Luca Lin, assistant professor of finance
School of Management

Going public can help a company get better loan terms and more easily borrow from different banks, but new research from the School of Management reveals that newly public firms can face hidden loan costs.

Available in the Journal of Corporate Finance, the study found businesses that go public are more likely to face performance-based loan agreements that can raise interest rates if the company’s financial performance declines.

“When a company goes public, it becomes more transparent and more attractive to new lenders, but they remain skeptical,” says study co-author Luca Lin, assistant professor of finance. “A firm’s existing lenders learn a lot about the company through their relationships — things like how managers behave during financial distress, what the corporate culture is like or information from monthly financial updates or internal forecasts. To earn the trust of new lenders who don’t have access to this information even after an IPO, businesses often have to accept loan terms that punish poor performance, even if their risk profile hasn’t changed.”
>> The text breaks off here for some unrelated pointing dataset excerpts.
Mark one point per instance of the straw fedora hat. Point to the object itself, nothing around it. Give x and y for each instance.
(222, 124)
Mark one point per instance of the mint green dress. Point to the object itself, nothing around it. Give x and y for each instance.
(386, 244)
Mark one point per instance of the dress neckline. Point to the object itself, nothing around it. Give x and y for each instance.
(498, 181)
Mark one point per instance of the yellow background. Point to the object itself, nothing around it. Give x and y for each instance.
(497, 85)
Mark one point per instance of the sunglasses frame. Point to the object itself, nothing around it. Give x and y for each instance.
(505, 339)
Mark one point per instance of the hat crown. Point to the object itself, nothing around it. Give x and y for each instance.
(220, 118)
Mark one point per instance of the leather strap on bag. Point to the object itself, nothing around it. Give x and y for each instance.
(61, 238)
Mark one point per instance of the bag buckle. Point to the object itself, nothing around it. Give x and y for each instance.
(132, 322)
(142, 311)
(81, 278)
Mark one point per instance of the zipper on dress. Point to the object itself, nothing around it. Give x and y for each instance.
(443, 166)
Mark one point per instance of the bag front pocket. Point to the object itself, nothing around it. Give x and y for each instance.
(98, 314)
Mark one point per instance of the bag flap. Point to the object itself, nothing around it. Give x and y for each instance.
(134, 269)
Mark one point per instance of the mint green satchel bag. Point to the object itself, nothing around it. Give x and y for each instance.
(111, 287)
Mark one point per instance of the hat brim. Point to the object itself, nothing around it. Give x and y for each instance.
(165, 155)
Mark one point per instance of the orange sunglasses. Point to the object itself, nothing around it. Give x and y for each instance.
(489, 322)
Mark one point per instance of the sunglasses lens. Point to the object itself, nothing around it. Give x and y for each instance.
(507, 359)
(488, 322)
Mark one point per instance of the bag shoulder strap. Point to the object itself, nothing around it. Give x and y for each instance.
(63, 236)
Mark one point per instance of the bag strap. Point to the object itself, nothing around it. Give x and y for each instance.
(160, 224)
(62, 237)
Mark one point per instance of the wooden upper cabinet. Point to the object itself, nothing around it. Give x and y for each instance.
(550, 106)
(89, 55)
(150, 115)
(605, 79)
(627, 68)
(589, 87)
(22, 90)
To analyze how a company going public affects borrowing, the researchers analyzed more than 2,200 loans issued to more than 400 newly public U.S. firms between 1994 and 2019, comparing loans made in the three years before and after each initial public offering.

Using detailed contract data, firm financials and filings from the Securities and Exchange Commission, the authors applied fixed-effects regression models to examine how loan terms — particularly performance-sensitive pricing — differ based on lender relationships and firm characteristics.

Their findings show that after an IPO, companies are 54% more likely to receive a loan with an “interest-increasing performance pricing” clause, but only from new lenders. Lenders who already have a relationship with the firm don’t require the same terms.

Despite the added pressure, researchers found that firms are still 20% more likely to switch lenders after going public — and that these stricter, performance-based terms are rarely triggered in practice and often get renegotiated once lenders gain confidence in the firm. 

“Firms want to escape the grip of existing lenders and diversify their financing sources, but doing so requires extra concessions, even after they’ve opened up their books to the public,” says Lin. “Our findings show that post-IPO companies see the value in working with new lenders, despite the need to commit to performance-sensitive debt.”

Researchers say that performance pricing offers a low-cost way for new lenders to identify promising new public firms and build relationships, and allows flexibility to adjust terms as trust develops. For the firms, committing to performance-sensitive debt can signal confidence and help secure financing from unfamiliar lenders.

Lin collaborated on the study with Xiaoyu Zhang, assistant professor of finance in the Vrije Universiteit Amsterdam School of Business and Economics.